Patriotic history harmful to pupils; St George’s Day celebrations cancelled over spurious health and safety concerns; postal voting fraud on epidemic scale; Britain being carved up by Brussels into a set of regions of which the parts of some lie across the Channel.… With each day comes news of some fresh assault on the body-politic of this once great country.
What is the cause of this spiral of self-destruction into which Britain seems lately to have chosen to descend?
How could such a once justly proud nation so speedily have reduced itself to a herd of bewildered sheep being tamely led by a pack of Scottish sheep-dogs acting upon the silent whistles of some far-off European shepherd?
As the light of freedom and democracy grows daily ever dimmer on these shores, I am minded of some pertinent remarks on this subject made by C.K. Chesterton at the end of his book, What I Saw in America. At the very end of the final chapter, entitled 'The Future of Democracy', Chesterton observes:
"There is no basis for democracy except in a dogma about the divine origin of man. That is a perfectly simple fact which the modern world will find out more and more to be fact. Every other basis is a sort of sentimental confusion, fully of merely verbal echoes of the older creeds….The world cannot keep its own ideals. The secular order cannot make secure any one of its own noble and natural conceptions secular perfection. …
"So far as … democracy becomes or remains … Christian , … democracy will remain democracy. In so far as it does not, it will become wildly and wickedly undemocratic. Its rich will riot with a brutal indifference far beyond the feeble feudalism which retains some shadow of responsibility or at least patronage. Its wage-slaves will either sink into heathen slavery, or seek relief in theories that are destructive not merely in method but in aim; since they are but the negations of property and personality [-- post-modern deconstruction? DC].
"Eighteenth-century ideals, formulated in eighteenth-century language have no longer in themselves the power to hold those pagan passions back. … Men will more and more realise that there is no meaning in democracy if the universe has not a significance and an authority that is the author of our rights. Owls and bats may wander where they will in darkness, and for them as for the sceptics the universe may have no centre; kites and vultures may linger as they like over carrion, and for them as for the plutocrats existence may have no origin and no end; but it was far back in the land of legends, where instincts find their true images, that the cry went forth that freedom is an eagle, whose glory is gazing at the sun."
It seems these days it is only the eagle that any longer does. The lion and unicorn are far too busy watching Big Brother.

Comments (4)
I think you all miss the point. Chesterton (and I assume therefore David) is saying Christianity is the root of England's culture and only a return to true Christianity can revive its culture. I agree but this places the need for personal change as well as social change.
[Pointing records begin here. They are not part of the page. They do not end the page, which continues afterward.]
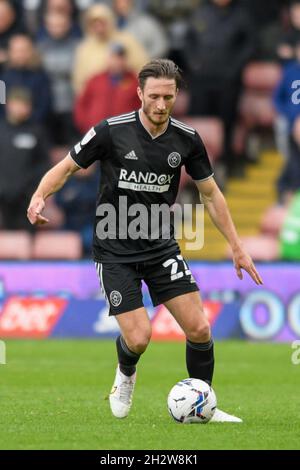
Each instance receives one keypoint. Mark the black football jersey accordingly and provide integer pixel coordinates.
(138, 173)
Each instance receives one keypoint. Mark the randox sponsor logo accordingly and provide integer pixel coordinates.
(149, 181)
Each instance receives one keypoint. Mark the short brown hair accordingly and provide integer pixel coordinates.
(160, 68)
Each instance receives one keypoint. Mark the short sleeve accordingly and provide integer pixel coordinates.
(94, 146)
(197, 164)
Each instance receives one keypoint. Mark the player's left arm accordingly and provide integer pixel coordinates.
(215, 203)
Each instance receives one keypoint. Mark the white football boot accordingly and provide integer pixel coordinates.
(222, 417)
(120, 397)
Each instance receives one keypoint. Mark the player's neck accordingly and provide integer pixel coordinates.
(151, 128)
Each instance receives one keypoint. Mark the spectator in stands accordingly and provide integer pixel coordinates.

But without the 'cult' (i.e. common worship of God) there can be no 'culture'.
Posted by ChrisC | May 6, 2008 3:08 PM
Posted on May 6, 2008 15:08
David,
This self-destruction has been a long time in the making. Its seeds were planted long ago. We are merely reaping the harvest.
The basis of society is the family. Without the family a society or country cannot reproduce itself physically or spiritually or culturally. Since most white children are born outside marriage and most white marriages end in divorce, the English will soon become extinct.
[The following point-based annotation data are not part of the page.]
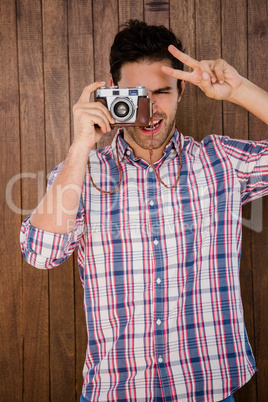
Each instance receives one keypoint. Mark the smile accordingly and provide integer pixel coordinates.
(157, 123)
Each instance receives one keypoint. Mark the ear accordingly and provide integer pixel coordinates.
(183, 82)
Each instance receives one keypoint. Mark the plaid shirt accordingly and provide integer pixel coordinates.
(160, 269)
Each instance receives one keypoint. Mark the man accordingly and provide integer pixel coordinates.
(157, 224)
Posted by William | April 30, 2008 8:41 PM
Posted on April 30, 2008 20:41
We have become acquiescent.
We have succumbed to the Europhiles, the multiculturists, the PC-mongers; we have become servile to government.
We have traded our freedoms for an easy life, for food on the table, for holidays abroad, for the trappings of a modern comfortable society.
Finally, great Britain UK has lost its self-belief in its willingness to accommodate alien cultures and values, to give succour to tyrants and terrorists, lest we offend.
Posted by mike | April 29, 2008 7:35 PM
Posted on April 29, 2008 19:35
To quote the Bard:
"Come the three corners of the world in arms, and we shall shock them; naught shall make us rue, if England to itself be but true."
The centuries since that speech was penned have surely helped to confirm its accuracy. As the historian, Paul Johnson, has pointed out, in his history of the English race, "The Offshore Islanders", there was nothing certain about our survival, there were a dozen points in our past where we simply [could] have become one more extinct people, as with so many other groups in history.
As Johnson points out, once upon a time, the English language was simply the tongue employed by the inhabitants of an out-of-the-way island, separated from the European mainland. French, Italian, and Latin were the languages of diplomacy, science, commerce, etc.
The difference between what our language was then, and what it is now, is a measure of our achievement and our potential.
As John Milton said, speaking after a civil war in which a belief in our decline had led us to take the unprecedented step of trying and executing the King, the English are not below the highest point to which the human capacity can soar to (I cannot guarantee that the phrasing is correct, but the sense certainly is).
Those who learn something from history can go on making it.